Battle is not the only way to make me feel awesome.
Let me meet the families of my crew. Let me see Garrus fall in love.
Let me be a wingman for Wrex or Grunt as they court a sexy Krogan.
These will make me shake my head in wonder. The battles are important, but no less than this.
2. Tone. Stop Making Me Re-Live Angsty Puberty
What makes Sci-Fi special? Why is the lure of space, of worlds unknown so inviting?
The wonder of it. The sheer unbridled unknown is inviting because it holds possibilities.
Somewhere along the way everything became serious political upheaval. The end of the world.
The climax is always going to be less mysterious and less about wonder than what came before. We understand the world and the cause now let’s fight. Understandable in a sense but that’s not why I’m here.
The fight for survival is a primal thing. It’s why we do amazing things when our existence is threatened. To those who even played Mass Effect 1 will remember that survival, a place in the universe is why we’re here fighting.
Sci-Fi is about the beauty of exploration, the thrill of the unexplored and discovery. The alien, life and otherwise.
I want that quiet wonder, those moments of exquisite, lonely quiet that makes the battles all the more empowering. Perspective can be powerful. It’s why we all go quiet when we stand next to huge statues or see pictures of the sun compared to Earth.
I want that calm and that wonderment so that my fight and my struggle are all the more poignant.
Give me that magic that makes me want to explore the heavens and unearth its secrets.
1. Do Not Make Earth The Focus Of The War
Earth is not my home. Not in the world of Mass Effect. To Shepard, the closest thing he has to a home is the Normandy, his family is his crew.
Earth is supposed to be an idea, a small important symbol of hope and home. We’re struggling for a place in the universe, a way for humanity to become a part of a greater civilisation and society.
Watching Earth get destroyed, watching cities and countries not my own at war is nothing new. It is nothing special and it is nothing meaningful.
Blow up the Citadel. The place I spent hours exploring and the people I spent hours getting to know. Destroy even one wing of the Citadel, then I’ll feel something.
All too quickly, Sci-Fi series and writers return to Earth as the obvious soft spot. The thing we all want to defend, whose destruction has the most impact.

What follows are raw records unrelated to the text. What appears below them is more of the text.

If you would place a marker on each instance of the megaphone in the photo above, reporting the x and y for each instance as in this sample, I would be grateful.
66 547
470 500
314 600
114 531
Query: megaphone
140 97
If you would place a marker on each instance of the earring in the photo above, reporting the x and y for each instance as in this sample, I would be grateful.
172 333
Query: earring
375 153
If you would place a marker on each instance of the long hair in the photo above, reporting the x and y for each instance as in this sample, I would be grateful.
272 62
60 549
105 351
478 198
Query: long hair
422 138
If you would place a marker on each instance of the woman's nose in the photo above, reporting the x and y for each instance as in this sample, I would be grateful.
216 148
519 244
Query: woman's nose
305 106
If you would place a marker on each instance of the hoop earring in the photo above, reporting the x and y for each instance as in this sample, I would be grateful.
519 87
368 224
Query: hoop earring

I don’t give a tinkers cuss about Earth and it’s sweaty apelike inhabitants. We’ve never explored or even visited Earth. It should remain an important symbol.
Now I know that exactly 119% of BioWares sales are in America. I know that to anyone living in North America the destruction of America is the greatest tragedy ever. It’s not a bad thing, I wish I had more patriotism and more pride but I don’t. I’m proud, sure but watching another country get destroyed, fighting levels in foreign cities is not immersive to me.

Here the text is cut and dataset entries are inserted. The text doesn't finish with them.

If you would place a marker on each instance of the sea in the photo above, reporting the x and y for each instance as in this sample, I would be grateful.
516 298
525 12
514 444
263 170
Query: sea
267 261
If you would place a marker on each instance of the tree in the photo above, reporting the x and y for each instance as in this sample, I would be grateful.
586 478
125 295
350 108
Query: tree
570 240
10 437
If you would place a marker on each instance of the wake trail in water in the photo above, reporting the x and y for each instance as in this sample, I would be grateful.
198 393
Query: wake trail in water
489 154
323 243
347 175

Fighting on other worlds, defending human and alien alike, that is immersive.
If we got to watch the Earth get destroyed in the first few minutes of the game, then we’d have something.

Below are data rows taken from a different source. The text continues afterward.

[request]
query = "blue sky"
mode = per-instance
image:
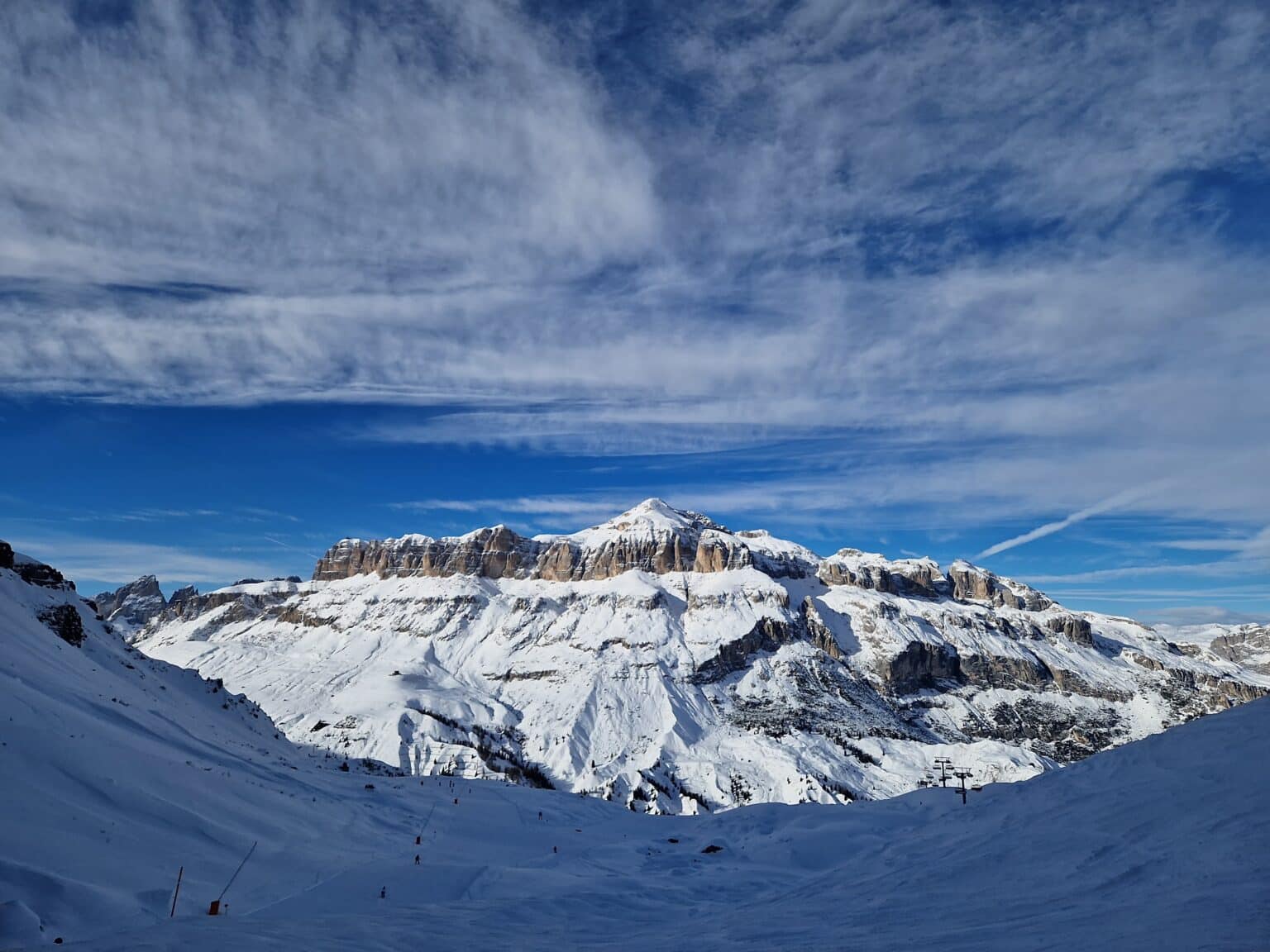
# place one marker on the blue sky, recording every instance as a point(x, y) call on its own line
point(978, 279)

Take away our home and force us to defend the Citadel because it’s all we have left.
Now we’re talking about compelling narrative.
I’ve come to care about the alien races. I enjoy the idea of a mixed society, where all races must learn to live together.
That is why the Citadel is so important. It represents just that. I want to defend that more than our little blue marble.
I just hope that BioWare understand how powerful they are. In only a few hours of playtimes, spread over a few years I already care more about their world than my own.
It sounds odd to say but it’s the truth. The destruction of Earth is too ridiculous; it’s too foreign and crazy an idea for me to ever accept it fully.
If the war is kept firmly lodged in the ethos and world of Mass Effect I will be happy, if it all comes down to Earth I will feel nothing.
I love the Mass Effect franchise. It is a space opera. I saw its inception and I’ve watched it grow into the thing it is today.
The world of Mass Effect is a far bigger place than only three games can hold, and we know there will be more.
But as the end of the trilogy, I hope BioWare do us proud. I’d like to believe. I want to believe that things will be okay.